Het realiseren van een of meer windturbines of biomassacentrales.

4.2

Het realiseren van zonnevelden buiten een bouwvlak.

4.3

Overige vormen van grootschalige opwek van energie (groter dan 2 ha).

6. Overig

5.1

Het realiseren van een antenne-installatie hoger dan 40 m.

Artikel 3 Citeertitel

Deze regels worden aangehaald als ‘Lijst met aangewezen gevallen waarin participatie verplicht wordt gesteld’.

Artikel 4 Inwerkingtreding

Dit besluit treedt in werking gelijktijdig met de inwerkingtreding van de Omgevingswet.
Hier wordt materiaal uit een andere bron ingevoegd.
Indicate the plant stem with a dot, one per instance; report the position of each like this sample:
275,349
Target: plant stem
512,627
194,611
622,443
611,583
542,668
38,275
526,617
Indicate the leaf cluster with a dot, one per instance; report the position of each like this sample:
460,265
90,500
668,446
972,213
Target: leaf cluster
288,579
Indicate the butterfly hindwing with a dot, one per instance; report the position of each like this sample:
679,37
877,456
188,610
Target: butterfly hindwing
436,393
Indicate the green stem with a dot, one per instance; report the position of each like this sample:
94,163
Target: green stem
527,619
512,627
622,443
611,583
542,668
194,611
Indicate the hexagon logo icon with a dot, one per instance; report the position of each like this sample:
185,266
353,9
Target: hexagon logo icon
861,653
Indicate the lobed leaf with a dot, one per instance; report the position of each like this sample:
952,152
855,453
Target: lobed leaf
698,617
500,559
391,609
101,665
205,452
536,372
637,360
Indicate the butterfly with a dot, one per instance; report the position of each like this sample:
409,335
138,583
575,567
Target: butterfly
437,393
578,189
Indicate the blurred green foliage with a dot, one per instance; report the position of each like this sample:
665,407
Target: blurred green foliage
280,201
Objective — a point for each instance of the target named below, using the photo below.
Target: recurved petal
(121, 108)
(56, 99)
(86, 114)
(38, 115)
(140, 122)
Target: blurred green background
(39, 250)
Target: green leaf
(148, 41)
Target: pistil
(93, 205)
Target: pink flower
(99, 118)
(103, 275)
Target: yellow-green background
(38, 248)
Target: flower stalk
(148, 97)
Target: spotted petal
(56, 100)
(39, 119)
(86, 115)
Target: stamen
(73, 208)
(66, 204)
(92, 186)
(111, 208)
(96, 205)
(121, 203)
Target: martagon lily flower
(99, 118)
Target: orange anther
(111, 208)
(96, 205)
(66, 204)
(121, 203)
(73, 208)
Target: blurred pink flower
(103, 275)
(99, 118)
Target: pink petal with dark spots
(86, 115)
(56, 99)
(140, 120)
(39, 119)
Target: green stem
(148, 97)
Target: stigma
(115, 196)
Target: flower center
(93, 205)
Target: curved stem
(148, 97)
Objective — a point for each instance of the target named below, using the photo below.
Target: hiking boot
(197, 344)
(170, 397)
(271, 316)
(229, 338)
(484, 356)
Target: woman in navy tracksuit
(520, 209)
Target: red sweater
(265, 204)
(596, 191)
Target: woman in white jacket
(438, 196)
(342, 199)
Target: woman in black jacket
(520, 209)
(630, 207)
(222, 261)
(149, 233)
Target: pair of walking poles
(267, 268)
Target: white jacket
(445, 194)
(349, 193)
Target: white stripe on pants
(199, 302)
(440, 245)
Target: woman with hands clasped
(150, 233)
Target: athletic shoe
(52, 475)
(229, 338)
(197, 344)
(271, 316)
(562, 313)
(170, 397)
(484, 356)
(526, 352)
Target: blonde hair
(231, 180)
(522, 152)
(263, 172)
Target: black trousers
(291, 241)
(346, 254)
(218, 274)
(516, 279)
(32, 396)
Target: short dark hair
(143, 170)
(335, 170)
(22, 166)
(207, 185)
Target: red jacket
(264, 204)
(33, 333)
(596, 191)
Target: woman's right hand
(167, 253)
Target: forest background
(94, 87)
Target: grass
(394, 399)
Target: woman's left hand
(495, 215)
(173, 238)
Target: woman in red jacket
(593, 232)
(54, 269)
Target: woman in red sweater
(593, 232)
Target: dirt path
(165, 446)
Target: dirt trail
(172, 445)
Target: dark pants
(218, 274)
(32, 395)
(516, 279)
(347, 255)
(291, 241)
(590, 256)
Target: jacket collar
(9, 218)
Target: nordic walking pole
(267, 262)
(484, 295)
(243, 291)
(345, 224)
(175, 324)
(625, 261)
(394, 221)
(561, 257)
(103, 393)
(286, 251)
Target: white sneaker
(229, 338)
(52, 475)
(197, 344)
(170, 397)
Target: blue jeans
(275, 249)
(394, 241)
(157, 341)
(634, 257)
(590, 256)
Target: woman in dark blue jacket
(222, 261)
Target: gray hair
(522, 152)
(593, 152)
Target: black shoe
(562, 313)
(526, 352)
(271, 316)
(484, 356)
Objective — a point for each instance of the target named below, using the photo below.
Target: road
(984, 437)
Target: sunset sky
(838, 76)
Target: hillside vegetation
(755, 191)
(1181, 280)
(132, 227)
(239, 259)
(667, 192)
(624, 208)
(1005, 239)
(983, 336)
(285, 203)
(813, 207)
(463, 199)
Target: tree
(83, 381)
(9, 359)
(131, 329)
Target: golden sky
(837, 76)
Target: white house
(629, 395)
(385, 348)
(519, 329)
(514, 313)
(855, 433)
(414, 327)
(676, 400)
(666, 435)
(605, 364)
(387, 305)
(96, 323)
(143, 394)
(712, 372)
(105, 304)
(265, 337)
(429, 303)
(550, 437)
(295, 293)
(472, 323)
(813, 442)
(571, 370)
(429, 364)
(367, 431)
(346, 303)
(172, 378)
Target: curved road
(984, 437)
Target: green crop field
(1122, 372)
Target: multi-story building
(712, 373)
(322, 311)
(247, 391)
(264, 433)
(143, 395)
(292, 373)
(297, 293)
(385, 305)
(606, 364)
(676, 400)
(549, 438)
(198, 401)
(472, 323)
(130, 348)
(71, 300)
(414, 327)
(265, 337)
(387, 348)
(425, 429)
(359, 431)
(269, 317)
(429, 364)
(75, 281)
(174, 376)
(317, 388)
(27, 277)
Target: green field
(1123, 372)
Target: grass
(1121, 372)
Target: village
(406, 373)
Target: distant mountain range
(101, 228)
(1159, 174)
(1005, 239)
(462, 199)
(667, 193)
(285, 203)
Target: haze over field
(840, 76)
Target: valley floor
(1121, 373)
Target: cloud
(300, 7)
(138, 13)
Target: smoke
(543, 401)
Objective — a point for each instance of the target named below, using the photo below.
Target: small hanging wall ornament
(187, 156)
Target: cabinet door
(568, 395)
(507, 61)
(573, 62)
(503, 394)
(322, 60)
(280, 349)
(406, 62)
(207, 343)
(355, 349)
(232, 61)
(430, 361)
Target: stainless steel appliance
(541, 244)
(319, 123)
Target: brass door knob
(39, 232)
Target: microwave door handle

Aldus besloten in de openbare vergadering van de raad van de gemeente Oisterwijk op 21 april 2022

de griffier,

Daniëlle Robijns

de voorzitter,

Hans Janssen

Toelichting lijst verplichte participatie

Om te stimuleren dat een initiatiefnemer omwonenden vroegtijdig betrekt bij de plannen, zijn regels in de Omgevingswet opgenomen voor initiatiefnemers. De initiatiefnemer moet in de aanvraag voor een omgevingsvergunning aangeven of, en hoe, er overleg is geweest met belanghebbenden (artikel 7.4 Omgevingsregeling). Deze formulering zorgt er echter voor dat een initiatiefnemer ook kan aangeven dat er geen participatie is geweest. Als een initiatiefnemer dit aangeeft is dit geen grond om een omgevingsvergunning te weigeren.

 

De Omgevingswet maakt het voor de gemeenteraad mogelijk om gevallen aan te wijzen waarin participatie wél verplicht is, voordat een vraag om een omgevingsvergunning voor een buitenplanse omgevingsplanactiviteit wordt ingediend (artikel 16.55 lid 7 Omgevingswet). Indien voor een bepaald plantype wordt bepaald dat participatie verplicht is, moet er participatie plaatsvinden. De raad kan echter geen harde eisen stellen aan de manier waarop die participatie plaatsvindt. Participatie is namelijk vormvrij. Het college moedigt initiatiefnemers aan om gebruik te maken van de handreiking omgevingsdialoog.

 

Uitgangspunten die ten grondslag liggen aan de inhoud van de lijst

De wetgever gaat uit van een eigen verantwoordelijkheid van initiatiefnemers. De wijze waarop participatie wordt ingericht is dan ook in beginsel aan een initiatiefnemer zelf. Verplichte participatie neemt een deel van deze vrijheid weg en impliceert ook een zekere verantwoordelijkheidsverschuiving. De raad is groot voorstander van participatie en stimuleert dit van harte. Het verplicht stellen van participatie blijft, gelet op de eigen verantwoordelijkheid van een initiatiefnemer, beperkt tot gevallen die daar echt om vragen.